Diversamente si possono mettere in campo politiche economiche per favorire un elevato tasso di crescita dell’economia, sia stimolando gli investimenti, privati e pubblici, sia con riforme che migliorino l’allocazione delle risorse produttive, in primis il lavoro. Evidentemente questa seconda strada è preferibile, visto che aumentare la crescita economica è sempre positivo, anche ignorando gli effetti collaterali sulla sostenibilità del debito pubblico. È però anche un approccio più fragile: affinché un programma di investimenti pubblici abbia effetti duraturi sulla crescita, la scelta del tipo di investimenti è cruciale.
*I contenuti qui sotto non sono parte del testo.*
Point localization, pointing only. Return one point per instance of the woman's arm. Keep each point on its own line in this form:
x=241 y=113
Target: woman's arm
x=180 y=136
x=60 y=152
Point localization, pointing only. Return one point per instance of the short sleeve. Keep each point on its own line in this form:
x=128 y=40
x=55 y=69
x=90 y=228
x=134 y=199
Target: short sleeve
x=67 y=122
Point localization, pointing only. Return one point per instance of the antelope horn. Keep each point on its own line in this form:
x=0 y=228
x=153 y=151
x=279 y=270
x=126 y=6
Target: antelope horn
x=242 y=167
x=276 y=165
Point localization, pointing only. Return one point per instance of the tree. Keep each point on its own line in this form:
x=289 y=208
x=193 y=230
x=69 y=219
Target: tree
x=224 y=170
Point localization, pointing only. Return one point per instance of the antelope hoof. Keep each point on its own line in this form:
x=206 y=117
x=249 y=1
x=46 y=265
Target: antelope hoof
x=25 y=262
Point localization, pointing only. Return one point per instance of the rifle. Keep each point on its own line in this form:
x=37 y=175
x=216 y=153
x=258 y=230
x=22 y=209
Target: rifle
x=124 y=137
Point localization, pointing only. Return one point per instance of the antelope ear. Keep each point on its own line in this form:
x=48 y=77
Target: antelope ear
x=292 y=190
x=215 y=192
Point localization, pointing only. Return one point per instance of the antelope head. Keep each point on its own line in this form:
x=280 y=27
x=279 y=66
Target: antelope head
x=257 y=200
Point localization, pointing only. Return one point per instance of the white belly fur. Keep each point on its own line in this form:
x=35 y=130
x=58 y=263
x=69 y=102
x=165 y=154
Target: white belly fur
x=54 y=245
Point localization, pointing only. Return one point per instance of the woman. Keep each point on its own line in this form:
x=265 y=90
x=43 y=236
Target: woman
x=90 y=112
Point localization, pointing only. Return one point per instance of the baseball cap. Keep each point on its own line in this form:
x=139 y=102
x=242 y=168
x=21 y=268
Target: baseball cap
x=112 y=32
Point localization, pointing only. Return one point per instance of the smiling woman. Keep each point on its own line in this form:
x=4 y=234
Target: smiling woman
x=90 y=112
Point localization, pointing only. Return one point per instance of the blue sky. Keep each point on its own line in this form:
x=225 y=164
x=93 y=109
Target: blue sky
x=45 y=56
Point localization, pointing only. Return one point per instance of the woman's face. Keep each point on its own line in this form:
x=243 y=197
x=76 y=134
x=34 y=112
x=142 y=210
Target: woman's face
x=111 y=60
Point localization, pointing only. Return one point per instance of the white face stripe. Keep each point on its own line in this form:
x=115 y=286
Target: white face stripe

Questo significa che la scelta di quali investimenti pubblici e quali riforme attuare durante un programma di riduzione del debito richiede una valutazione attenta e realistica di quanto possano contribuire alla crescita della capacità produttiva nel lungo periodo e non solo alla crescita della spesa totale nel breve periodo.

Nel complesso il Pnrr offre un esempio incoraggiante di questo secondo approccio. La crescita italiana degli ultimi due anni ha portato a una discesa veloce del rapporto debito/Pil: da 155 a 147 in soli tre anni. Parte di questa rapida crescita è dovuta a un effetto di recupero dopo la recessione molto acuta del 2020, e parte della crescita è crescita «nominale» dovuta all’inflazione. Ma è utile ricordare che dopo la recessione del 2009 non si era avuta una ripresa altrettanto veloce e l’inflazione era stata a lungo al di sotto dell’obiettivo della Banca Centrale Europea. È ragionevole supporre che la diversa performance dell’economia italiana negli ultimi due anni sia dovuta in parte significativa al supporto fiscale che il Pnrr consente. Non è certo che gli investimenti pubblici fatti grazie ai fondi del Pnrr portino a crescita duratura, ma sicuramente la selezione degli investimenti e delle riforme che li hanno accompagnati è stata guidata da obiettivi di lungo periodo.

L’interesse dell’Italia è tener fermi due punti: restare allineata con la proposta della Commissione, rivendicandone una qualche paternità; insistere su un modello di riduzione del debito fondato su investimenti e crescita. Se il primo richiede capacità di alleanze, il secondo richiede precisi indirizzi di riforme e altrettanto precisi investimenti pubblici, capaci di attivare anche quelli privati, necessari tanto quanto quelli pubblici.